Silje Brøns Petersen (born 5 December 1994) is a Danish-German handball player who plays for PDO Handball Team Salerno and since 2024 the German national team. She is under contract with German Bundesliga club BSV Sachsen Zwickau.

==Early life==
Brøns Petersen comes from the Copenhagen suburb of Herlev. She comes from a handball family: Her father was a player and is now a coach, her mother was a Champions League winner and her older sisters Emilie and Nikoline also play handball professionally as well.

==Club career==
As a teenager, Brøns Petersen was part of the Danish team at Rødovre HK and moved to the second division team Virum-Sorgefri HK in 2013.

In 2015, she moved to the Nemzeti Bajnokság I club Siófok KC. In Spring 2016, her one-year contract was extended, but in May of the same year the contract was terminated and Petersen returned to Virum-Sorgefri. In December 2016 she moved to HSG Blomberg-Lippe.
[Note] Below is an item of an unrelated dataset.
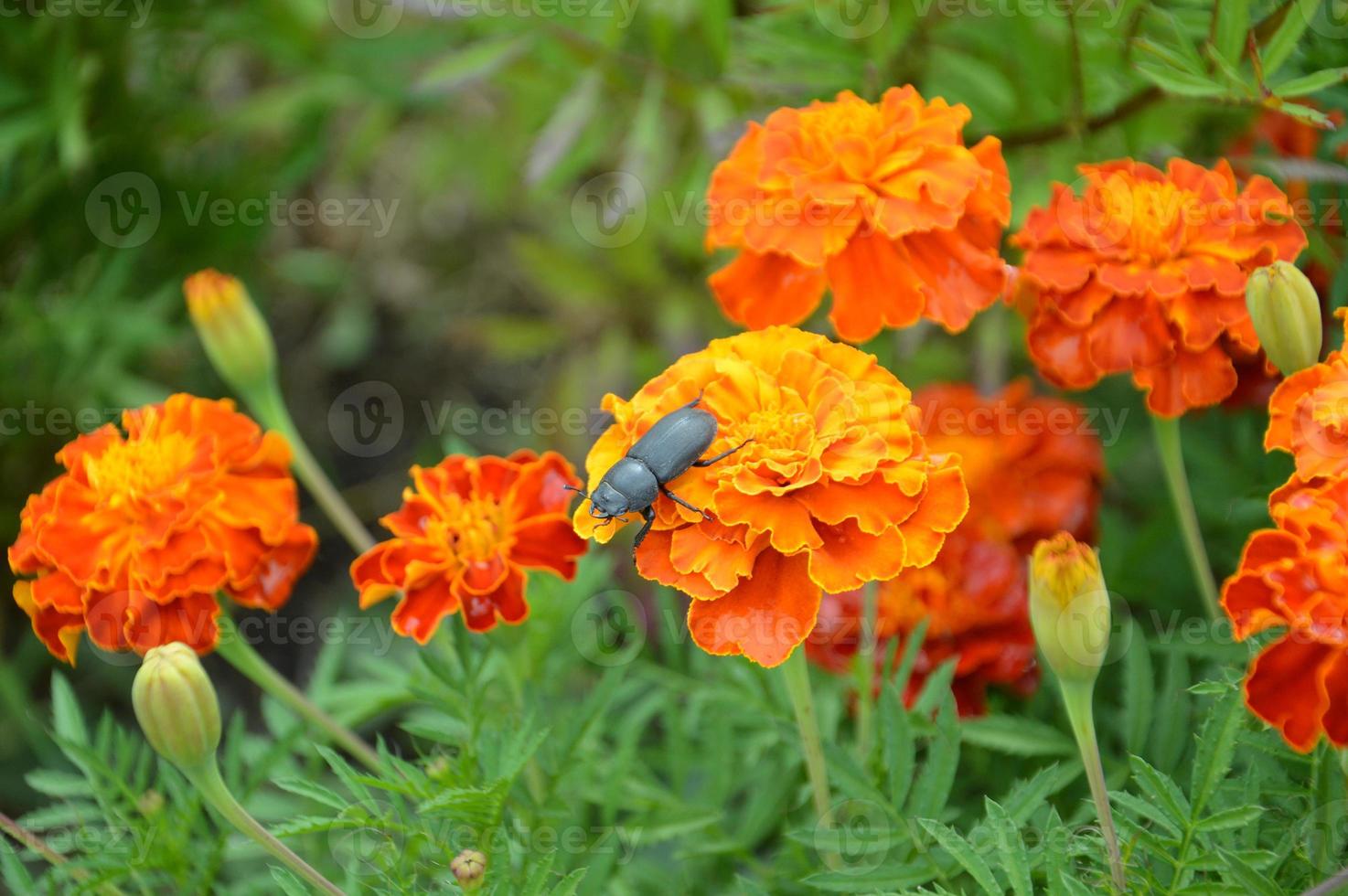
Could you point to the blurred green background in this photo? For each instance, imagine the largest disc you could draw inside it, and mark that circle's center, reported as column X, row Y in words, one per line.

In February 2018, her contract was extended to 2020. She then moved to TuS Metzingen. From the summer of 2022, she was under contract with the Danish first division club København Håndbold. In January 2024, she moved to the Italian first division club PDO Handball Team Salerno. In the summer of 2024, she signed a contract with the Danish club EH Aalborg. For the 2025/26 season, Silje Brøns Petersen moved to the German Bundesliga club BSV Sachsen Zwickau.

==International career==
Brøns Petersen was called up to the German national team by head coach Henk Groener in November 2021. She made her international debut against Russia on 7 November.